Smart hitters look for a pitch they’re likely to see and – unless they have two strikes – won’t swing until they get the pitch their looking for. And because the smart hitter is looking for one particular pitch, he’s quite likely to hit it hard when he gets it.
So how did the Royals do at getting a good pitch to hit?
On Saturday night the Kansas City Royals once again lost to the Texas Rangers; this time it was 2-1. The Royals had a total of six hits and did not do a good job of getting pitches to hit.
Once a hitter gets into a two-strike count, pitch selection goes out the window. The hitter can’t afford to take any pitch even close to the plate, so you shouldn’t be overly critical when a hitter chases a bad pitch in an effort to avoid getting called out on strikes.
But it is OK to be upset when a hitter chases a bad pitch before he has two strikes.
The Royals saw 121 pitches, and I went back and looked at all of them. If I counted right, the Royals chased pitcher’s pitches – bad pitches to hit – 26 times before they were in a two-strike count.
If I counted wrong – and I suspect a couple of those were hit-and-runs where the hitter was required to swing the bat – that’s still a lot of bad pitches being chased when the hitter doesn’t have to chase one.
Like I said earlier, some hitters have a zone they hit well even if the pitch doesn’t appear to be a good one.
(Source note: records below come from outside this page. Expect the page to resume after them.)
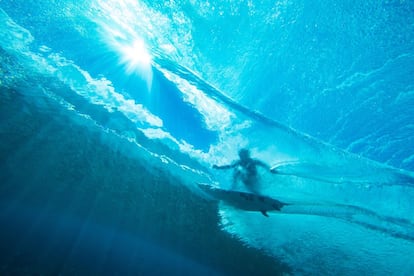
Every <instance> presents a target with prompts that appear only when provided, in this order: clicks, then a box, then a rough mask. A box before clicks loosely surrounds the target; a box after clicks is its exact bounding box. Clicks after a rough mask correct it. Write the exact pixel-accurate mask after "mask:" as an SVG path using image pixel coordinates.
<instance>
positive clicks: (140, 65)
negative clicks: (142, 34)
mask: <svg viewBox="0 0 414 276" xmlns="http://www.w3.org/2000/svg"><path fill="white" fill-rule="evenodd" d="M119 50H120V53H121V63H122V64H124V65H125V68H126V71H127V73H129V74H131V73H133V72H137V71H138V72H140V73H142V71H143V70H145V71H146V69H148V68H150V67H151V61H152V60H151V55H150V54H149V53H148V51H147V48H146V46H145V43H144V41H142V40H141V39H136V40H134V41H133V42H132V44H130V45H122V46H120V49H119Z"/></svg>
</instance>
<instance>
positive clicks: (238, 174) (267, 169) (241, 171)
mask: <svg viewBox="0 0 414 276" xmlns="http://www.w3.org/2000/svg"><path fill="white" fill-rule="evenodd" d="M239 157H240V159H239V160H236V161H234V162H233V163H232V164H230V165H223V166H218V165H213V169H219V170H226V169H234V171H233V185H232V188H234V187H235V186H236V184H237V183H238V182H239V181H241V182H243V184H244V185H245V186H246V188H247V189H248V190H249V191H250V192H252V193H254V194H259V192H258V191H257V185H258V183H259V175H258V173H257V167H258V166H260V167H263V168H265V169H267V170H270V167H269V165H267V164H266V163H264V162H262V161H260V160H257V159H254V158H251V157H250V152H249V150H248V149H245V148H243V149H241V150H239Z"/></svg>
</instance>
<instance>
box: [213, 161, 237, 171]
mask: <svg viewBox="0 0 414 276" xmlns="http://www.w3.org/2000/svg"><path fill="white" fill-rule="evenodd" d="M237 165H238V162H234V163H233V164H230V165H223V166H218V165H213V169H217V170H227V169H232V168H235V167H236V166H237Z"/></svg>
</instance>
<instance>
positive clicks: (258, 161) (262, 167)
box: [254, 159, 270, 170]
mask: <svg viewBox="0 0 414 276" xmlns="http://www.w3.org/2000/svg"><path fill="white" fill-rule="evenodd" d="M254 163H255V164H256V165H257V166H260V167H262V168H265V169H266V170H270V166H269V165H268V164H266V163H265V162H262V161H260V160H257V159H255V160H254Z"/></svg>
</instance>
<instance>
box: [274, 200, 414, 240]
mask: <svg viewBox="0 0 414 276" xmlns="http://www.w3.org/2000/svg"><path fill="white" fill-rule="evenodd" d="M278 213H283V214H292V215H293V214H295V215H314V216H321V217H331V218H336V219H341V220H345V221H347V222H349V223H353V224H357V225H360V226H362V227H365V228H368V229H370V230H375V231H379V232H382V233H385V234H388V235H390V236H392V237H395V238H401V239H405V240H409V241H414V225H413V224H412V223H411V222H410V221H408V220H405V219H399V218H393V217H389V216H382V215H379V214H377V213H375V212H373V211H370V210H368V209H364V208H361V207H357V206H352V205H345V204H311V203H296V204H291V205H287V206H284V207H283V208H282V209H281V210H280V212H278Z"/></svg>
But if swinging at a pitcher’s pitch early in the count was a great idea, the Royals would be hitting a lot better than they are.
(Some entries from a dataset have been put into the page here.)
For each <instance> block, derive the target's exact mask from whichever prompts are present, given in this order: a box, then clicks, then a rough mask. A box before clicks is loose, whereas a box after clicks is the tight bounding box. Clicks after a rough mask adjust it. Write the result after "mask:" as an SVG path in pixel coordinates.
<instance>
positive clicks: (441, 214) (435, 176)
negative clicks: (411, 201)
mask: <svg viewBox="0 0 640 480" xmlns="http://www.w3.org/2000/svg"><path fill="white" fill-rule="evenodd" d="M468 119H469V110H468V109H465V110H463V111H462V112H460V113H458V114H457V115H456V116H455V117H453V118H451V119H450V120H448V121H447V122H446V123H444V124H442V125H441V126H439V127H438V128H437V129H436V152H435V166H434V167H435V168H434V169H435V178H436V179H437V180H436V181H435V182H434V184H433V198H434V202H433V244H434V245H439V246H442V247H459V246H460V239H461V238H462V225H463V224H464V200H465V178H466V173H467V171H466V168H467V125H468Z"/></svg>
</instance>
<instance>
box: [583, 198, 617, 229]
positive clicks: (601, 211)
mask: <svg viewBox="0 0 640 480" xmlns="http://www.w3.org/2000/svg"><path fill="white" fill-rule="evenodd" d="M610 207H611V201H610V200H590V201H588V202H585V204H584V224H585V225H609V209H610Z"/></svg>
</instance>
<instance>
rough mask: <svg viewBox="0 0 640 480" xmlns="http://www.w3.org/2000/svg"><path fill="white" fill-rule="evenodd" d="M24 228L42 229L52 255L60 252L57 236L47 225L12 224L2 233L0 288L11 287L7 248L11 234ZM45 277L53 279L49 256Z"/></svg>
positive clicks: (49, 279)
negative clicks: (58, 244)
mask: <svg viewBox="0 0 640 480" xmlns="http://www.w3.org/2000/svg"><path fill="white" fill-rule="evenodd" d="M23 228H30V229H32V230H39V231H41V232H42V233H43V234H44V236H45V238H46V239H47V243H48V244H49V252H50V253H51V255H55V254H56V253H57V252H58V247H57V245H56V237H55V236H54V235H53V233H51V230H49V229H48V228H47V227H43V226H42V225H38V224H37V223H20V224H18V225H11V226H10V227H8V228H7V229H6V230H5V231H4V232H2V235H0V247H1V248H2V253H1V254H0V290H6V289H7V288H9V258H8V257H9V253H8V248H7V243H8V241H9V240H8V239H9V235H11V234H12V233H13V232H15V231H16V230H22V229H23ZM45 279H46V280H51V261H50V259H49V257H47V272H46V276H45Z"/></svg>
History and Ted Williams suggest it’s a lot better to wait for the pitcher to make a mistake and then hit that.
Why does hitting coach Dale Sveum still have a job?
That was the question one upset Royals fan asked, and I’m guessing the answer is connected to those World Series rings I keep seeing around the ballpark.
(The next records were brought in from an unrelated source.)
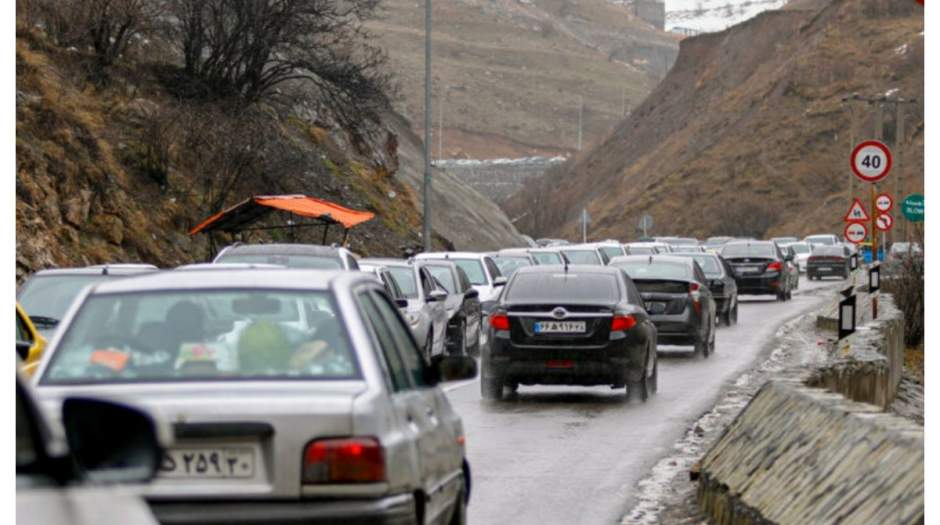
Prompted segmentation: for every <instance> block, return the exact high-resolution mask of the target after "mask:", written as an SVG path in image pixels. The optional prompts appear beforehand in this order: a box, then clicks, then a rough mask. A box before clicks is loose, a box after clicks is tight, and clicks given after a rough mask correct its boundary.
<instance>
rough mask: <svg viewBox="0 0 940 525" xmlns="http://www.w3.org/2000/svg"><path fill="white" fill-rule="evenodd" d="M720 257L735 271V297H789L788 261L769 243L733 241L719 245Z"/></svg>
mask: <svg viewBox="0 0 940 525" xmlns="http://www.w3.org/2000/svg"><path fill="white" fill-rule="evenodd" d="M721 256H722V257H724V258H725V260H726V261H728V264H730V265H731V267H732V268H734V273H735V276H734V280H735V281H736V282H737V283H738V295H776V296H777V300H778V301H786V300H789V299H791V298H792V296H793V291H792V290H791V288H790V286H791V285H792V277H791V276H790V266H789V265H788V264H787V262H788V261H790V260H792V259H791V257H790V256H789V255H784V254H783V252H782V251H781V250H780V247H779V246H777V243H775V242H772V241H732V242H729V243H728V244H726V245H724V246H722V248H721Z"/></svg>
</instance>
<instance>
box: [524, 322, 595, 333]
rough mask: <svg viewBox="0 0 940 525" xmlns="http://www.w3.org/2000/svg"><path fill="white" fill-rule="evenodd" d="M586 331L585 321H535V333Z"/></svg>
mask: <svg viewBox="0 0 940 525" xmlns="http://www.w3.org/2000/svg"><path fill="white" fill-rule="evenodd" d="M586 331H587V323H586V322H585V321H539V322H537V323H535V333H537V334H583V333H584V332H586Z"/></svg>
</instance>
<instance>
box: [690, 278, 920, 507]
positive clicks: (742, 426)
mask: <svg viewBox="0 0 940 525" xmlns="http://www.w3.org/2000/svg"><path fill="white" fill-rule="evenodd" d="M880 302H881V306H880V309H881V311H880V312H879V319H878V320H877V321H875V322H871V323H868V324H866V325H865V326H863V327H861V329H860V330H859V332H857V333H856V334H855V335H854V336H852V338H851V340H850V341H848V343H849V344H848V346H845V345H842V346H839V347H835V348H833V353H832V356H831V358H830V359H829V361H828V363H827V364H826V365H824V366H822V367H819V368H794V369H790V370H787V371H785V372H784V373H783V374H782V375H781V377H780V378H779V379H774V380H772V381H769V382H767V383H766V384H765V385H764V386H763V387H762V388H761V389H760V390H759V391H758V392H757V394H756V395H755V396H754V398H753V399H752V400H751V402H750V403H749V404H748V405H747V407H745V408H744V409H743V410H742V411H741V413H740V414H739V415H738V417H737V418H736V419H735V420H734V422H733V423H732V424H731V425H730V426H729V427H728V428H727V429H726V430H725V432H724V434H723V435H722V436H721V438H719V440H718V441H717V442H716V443H715V445H714V446H713V447H712V448H711V449H710V450H709V451H708V452H707V453H706V454H705V456H704V458H702V461H701V471H700V476H699V485H698V500H699V505H700V507H701V508H702V511H703V512H704V513H705V514H706V515H708V516H709V517H710V518H711V520H712V521H713V522H714V523H717V524H719V525H745V524H768V523H780V524H800V525H802V524H808V523H813V524H827V523H832V524H836V523H838V524H841V525H846V524H872V523H878V524H915V523H923V520H924V495H923V488H924V463H923V462H924V438H923V427H922V426H919V425H916V424H915V423H913V422H911V421H909V420H907V419H904V418H900V417H897V416H895V415H892V414H889V413H885V412H883V411H882V408H883V407H886V406H887V405H888V404H890V403H891V401H893V400H894V396H895V394H896V392H897V386H898V383H899V382H900V375H901V370H902V367H903V351H904V347H903V337H902V336H903V318H902V316H901V314H900V312H898V311H897V309H896V308H894V306H893V304H892V301H891V298H890V296H886V295H882V296H881V300H880ZM859 401H865V402H859Z"/></svg>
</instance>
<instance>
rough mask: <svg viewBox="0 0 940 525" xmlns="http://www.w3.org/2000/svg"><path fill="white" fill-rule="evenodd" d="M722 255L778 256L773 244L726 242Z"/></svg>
mask: <svg viewBox="0 0 940 525" xmlns="http://www.w3.org/2000/svg"><path fill="white" fill-rule="evenodd" d="M721 255H723V256H724V257H725V258H726V259H727V258H729V257H762V258H767V259H773V258H775V257H776V256H777V252H776V251H775V250H774V247H773V245H771V244H726V245H725V247H724V248H722V249H721Z"/></svg>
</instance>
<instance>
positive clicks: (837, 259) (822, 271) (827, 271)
mask: <svg viewBox="0 0 940 525" xmlns="http://www.w3.org/2000/svg"><path fill="white" fill-rule="evenodd" d="M851 256H852V254H851V253H849V248H848V246H845V245H843V244H837V245H835V246H826V245H825V244H814V245H813V251H811V252H810V254H809V258H808V259H806V276H807V277H809V279H810V280H811V281H812V280H813V279H822V278H823V277H829V276H836V277H839V278H841V279H848V278H849V274H850V273H852V269H851V266H850V265H851V261H850V257H851Z"/></svg>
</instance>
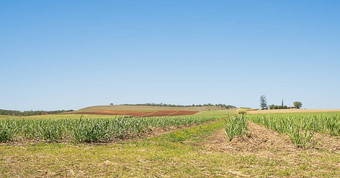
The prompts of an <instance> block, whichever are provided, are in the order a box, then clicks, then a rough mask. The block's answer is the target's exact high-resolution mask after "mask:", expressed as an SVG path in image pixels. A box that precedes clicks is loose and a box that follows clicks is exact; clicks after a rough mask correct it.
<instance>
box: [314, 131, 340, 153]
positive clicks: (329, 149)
mask: <svg viewBox="0 0 340 178" xmlns="http://www.w3.org/2000/svg"><path fill="white" fill-rule="evenodd" d="M313 138H314V139H313V140H315V141H316V142H317V145H316V146H315V149H321V150H328V151H331V152H335V153H337V154H340V137H339V136H329V135H324V134H321V133H314V136H313Z"/></svg>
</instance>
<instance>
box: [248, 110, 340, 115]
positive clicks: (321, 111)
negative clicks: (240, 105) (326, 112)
mask: <svg viewBox="0 0 340 178" xmlns="http://www.w3.org/2000/svg"><path fill="white" fill-rule="evenodd" d="M339 111H340V109H275V110H255V111H247V114H270V113H309V112H339Z"/></svg>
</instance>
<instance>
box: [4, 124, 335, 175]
mask: <svg viewBox="0 0 340 178" xmlns="http://www.w3.org/2000/svg"><path fill="white" fill-rule="evenodd" d="M224 127H225V121H224V120H220V121H217V122H212V123H209V124H205V125H200V126H195V127H192V128H187V129H182V130H179V131H175V132H172V133H169V134H166V135H162V136H159V137H155V138H148V139H144V140H141V141H133V142H131V141H129V142H122V143H118V144H99V145H98V144H67V143H52V144H47V143H40V144H32V145H30V144H28V145H8V144H3V145H0V158H1V159H0V175H2V176H3V177H13V176H22V177H27V176H28V177H31V176H32V177H34V176H45V177H51V176H60V177H64V176H79V177H86V176H90V177H103V176H111V177H118V176H119V177H165V176H166V177H235V176H236V177H240V176H250V177H253V176H263V177H268V176H274V177H282V176H288V177H302V176H307V177H309V176H314V177H321V176H325V177H336V176H337V175H339V169H338V166H337V165H338V163H339V155H336V154H331V153H327V152H317V153H315V152H308V151H305V152H302V153H300V154H294V153H291V152H279V153H277V152H276V153H275V155H274V156H273V154H274V153H272V154H268V155H256V154H254V155H243V154H242V153H237V152H233V153H230V152H219V151H210V150H206V149H205V148H204V147H201V146H199V145H200V144H199V143H201V142H205V138H207V137H208V136H210V135H212V134H213V133H214V132H216V131H217V130H219V129H223V128H224ZM294 160H299V161H297V162H295V161H294ZM292 161H293V162H292Z"/></svg>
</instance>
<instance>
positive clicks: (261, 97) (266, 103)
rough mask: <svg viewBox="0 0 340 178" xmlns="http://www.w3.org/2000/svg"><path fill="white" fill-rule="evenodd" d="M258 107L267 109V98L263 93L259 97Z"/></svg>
mask: <svg viewBox="0 0 340 178" xmlns="http://www.w3.org/2000/svg"><path fill="white" fill-rule="evenodd" d="M260 107H261V109H262V110H264V109H267V99H266V96H265V95H262V96H261V97H260Z"/></svg>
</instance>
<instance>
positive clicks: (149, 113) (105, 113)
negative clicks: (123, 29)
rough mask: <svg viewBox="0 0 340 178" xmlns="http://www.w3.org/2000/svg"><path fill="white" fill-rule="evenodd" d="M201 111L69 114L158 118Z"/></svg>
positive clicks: (170, 111) (106, 111) (130, 112)
mask: <svg viewBox="0 0 340 178" xmlns="http://www.w3.org/2000/svg"><path fill="white" fill-rule="evenodd" d="M198 112H199V111H178V110H161V111H113V110H104V111H93V112H72V113H69V114H95V115H129V116H133V117H156V116H180V115H192V114H196V113H198Z"/></svg>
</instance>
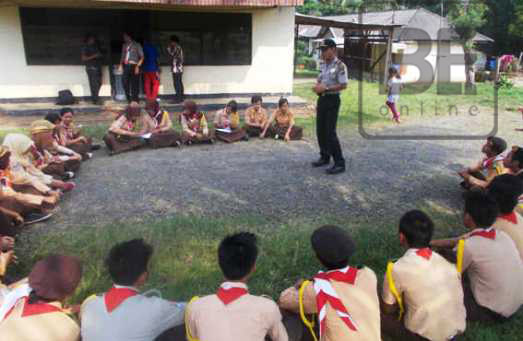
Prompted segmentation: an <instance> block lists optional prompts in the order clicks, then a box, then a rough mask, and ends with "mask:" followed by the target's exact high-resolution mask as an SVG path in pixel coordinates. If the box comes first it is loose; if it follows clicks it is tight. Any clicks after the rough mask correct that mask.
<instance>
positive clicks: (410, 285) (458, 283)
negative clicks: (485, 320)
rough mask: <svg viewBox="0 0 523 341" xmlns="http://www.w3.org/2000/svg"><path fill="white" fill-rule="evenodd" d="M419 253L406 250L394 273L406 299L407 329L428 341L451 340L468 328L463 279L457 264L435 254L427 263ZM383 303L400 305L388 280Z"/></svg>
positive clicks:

Baseball has a long and rich tradition of throwing a coach to the wolves whether he deserves it or not; it makes it look like the team is doing something and buys them time to figure things out and save everybody else’s job.
But before we break out the pitchforks and torches, let’s take a look back at what Dale Sveum has accomplished.
In 2014 the Royals had the second-highest team batting average in the American League, and they were the hardest team to strike out. The Royals won the AL championship and came 90 feet from tying Game 7 of the World Series.
In 2015 the Royals were tied for second-highest team batting average in the American League and were once again the hardest team to strike out. The Royals won another AL championship and this time won the World Series.
Sveum does not advocate swinging at the first pitch a batter sees, but he thinks it’s a decent idea to swing at the first good pitch a batter sees.
Pitchers are trying to get ahead in the count, and hitters should not stand there and let a fastball down the pipe go by; do that and the at bat swings into the pitcher’s favor.
In 2014 the Royals hit .321 when they put the first pitch in play; in 2015 it was .317 and in 2016 it was .381.
In 2017 the Royals have hit .266 when they put the first pitch in play and that would suggest they’re swinging at some bad first pitches.
Word gets around quickly and if the league has figured out the Royals are being overly aggressive at the plate, the league will throw pitcher’s pitches and watch the Royals get themselves out.
I don’t get many chances to talk to Sveum, but I’m pretty sure he’s not advocating swinging at first-pitch fastballs a foot inside or first-pitch sliders a foot outside.
The hitters are being overly aggressive and chasing pitches in an effort to make something happen, and until they back off and get more selective early in the count, the Royals are probably going to struggle.
The Royals play the Rangers on Sunday, and if I were you I’d watch to see what pitches they try to hit before they have two strikes.
According to Ted Williams, it ought to be a good one.